Wednesday, August 05, 2009

Good Grief, it's been a week!

August 1 marked the beginning of the new work year for me and I have to say I'm very glad to be back, feeling productive, with projects to pursue, sermons to plan and write, discussions with congregants and board leaders. I did feel as though my July hiatus was productive in a different way, spending a good deal of time away from the island, seeing longtime friends at both my reunion and at Eliot Institute.

Last Saturday was a big deal, as Trilogy and Bayview Sound both were headline bands at the first annual WISH-AID day here in Freeland. WISH is an acronym for Whidbey Island Share a Home, a local agency that matches people with room in their homes with people who need a home and don't have much money. The event netted about $3500, not bad for a first-time event. Eleven bands donated their musical talents to the day.

Saturday night, my friend Sarah from Portland arrived for the night; she was due to preach at UUCWI the next morning. It was fun to catch up with her; we'd been at Eliot together a couple of weeks ago, both on staff, but we hadn't had much time to talk. She caught me up on the doings at my former congregation in Portland, filling me in on who was still there, who was struggling, how the congregation is doing generally (much improved, it sounds).

I haven't had much energy for blogging this week; I've been more interested in getting back in the swim of ministry. But the topic for this coming Sunday is a good one, about theology and theological questions, since the theme for our upcoming year is the great theological questions of human life.

So I'm putting together a sermon on what theology is, especially in a pluralistic congregation like ours where there is so much diversity of views. I'm looking forward to our Time for all Ages, which I've asked our youthful worship leader to do, using riddles, as an example of questions that require us to wrap our brains around an idea in a different way. It'll be interesting to see what he comes up with.

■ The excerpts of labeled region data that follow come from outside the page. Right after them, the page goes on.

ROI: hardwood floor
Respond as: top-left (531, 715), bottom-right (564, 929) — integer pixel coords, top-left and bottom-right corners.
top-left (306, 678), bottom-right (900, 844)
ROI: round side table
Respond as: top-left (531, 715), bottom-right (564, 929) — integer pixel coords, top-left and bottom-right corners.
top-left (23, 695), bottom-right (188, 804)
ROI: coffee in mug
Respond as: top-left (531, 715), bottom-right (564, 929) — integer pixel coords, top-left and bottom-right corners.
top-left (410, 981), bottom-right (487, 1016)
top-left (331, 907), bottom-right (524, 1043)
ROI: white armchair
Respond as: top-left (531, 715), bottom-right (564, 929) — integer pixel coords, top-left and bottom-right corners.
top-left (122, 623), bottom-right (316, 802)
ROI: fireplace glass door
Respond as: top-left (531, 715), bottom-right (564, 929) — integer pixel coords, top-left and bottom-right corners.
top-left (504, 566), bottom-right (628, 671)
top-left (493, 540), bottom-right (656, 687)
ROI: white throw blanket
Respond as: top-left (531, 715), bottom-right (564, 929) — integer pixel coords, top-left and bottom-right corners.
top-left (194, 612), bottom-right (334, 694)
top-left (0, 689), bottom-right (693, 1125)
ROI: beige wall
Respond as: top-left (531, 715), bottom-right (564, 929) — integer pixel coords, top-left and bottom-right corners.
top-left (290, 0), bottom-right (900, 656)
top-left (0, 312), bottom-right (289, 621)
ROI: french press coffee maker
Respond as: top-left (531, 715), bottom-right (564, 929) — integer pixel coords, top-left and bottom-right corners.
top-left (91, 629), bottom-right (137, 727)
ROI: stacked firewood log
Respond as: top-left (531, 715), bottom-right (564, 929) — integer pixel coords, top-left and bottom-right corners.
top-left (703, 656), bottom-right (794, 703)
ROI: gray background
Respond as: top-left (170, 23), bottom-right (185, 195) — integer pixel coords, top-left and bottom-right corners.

Max injured himself somehow on Monday, coming in during the day with a very painful right hind leg, so sore he hissed and bit at me when I tried to touch it. So Tuesday morning it was off to the vet, where it was discovered that he had a developing abscess, probably from a bite by another cat. We caught it before it got too bad and a shot of antibiotic has put him back in the pink today. He's nearly back to normal and I expect the carcasses to start piling up again soon.

Now that I'm back at work, I hope the ideas for blog posts begin to develop. I don't like being silent!

5 comments:

LinguistFriend said...

Now, in medieval theology, of course, one of the main lines was
"memento mori", meaning something like "remember about dying", to keep in mind how death relates to Christian living. Death is no longer as immediate and familiar as it was even in the late 19th c., but I learned most about such things from trips to obtain anatomical specimens in autopsy rooms and places like that. You are reminded of them by Max, the natural theologian.

ms. kitty said...

Max, the natural theologian----I love it, LF! Thanks. He certainly has been my teacher. ANd thanks for the reminder about theologies of the past. "Memento mori" is still useful.

Mile High Pixie said...

Thet pesky kitteh! Maxie is truly one of God's creatures on loan to you from the Universe, isn't he, Rev Kit?

I'll be interested to see what you come up with as well. I've often thought about that very question: what do you stand for if you believe in many paths to salvation/goodness/ getting it right? Is it even possible to say that you stand for something? I feel like I do, even if I don't say "me and God" or "me and Allah" or "me and Buddha", but that could just as easily be countered with "look, pick a side, this is theology, not a buffet."

Masasa said...

Well, since you are looking for blog post ideas...I'll ask out of desperation.

I am currently applying for seminary (M.Div programs) and have re-written my personal statement eight or nine times and still think I need to start over from scratch.

I want to run to every minister I know, email every minister or seminary student whose blogs I read, and ask one question: How do you even begin to articulate "the call."

Maybe it would only apply to me (guess I should email people LOL), but if you ever feel like blogging on that, go right ahead. I the meantime, I am going to try to get some sleep for once this week.

ms. kitty said...

Thanks, Pixie, stay tuned.

And Masasa, I will give that some thought. Today's writing will be on the sermon but writing about "the call" is a provocative idea.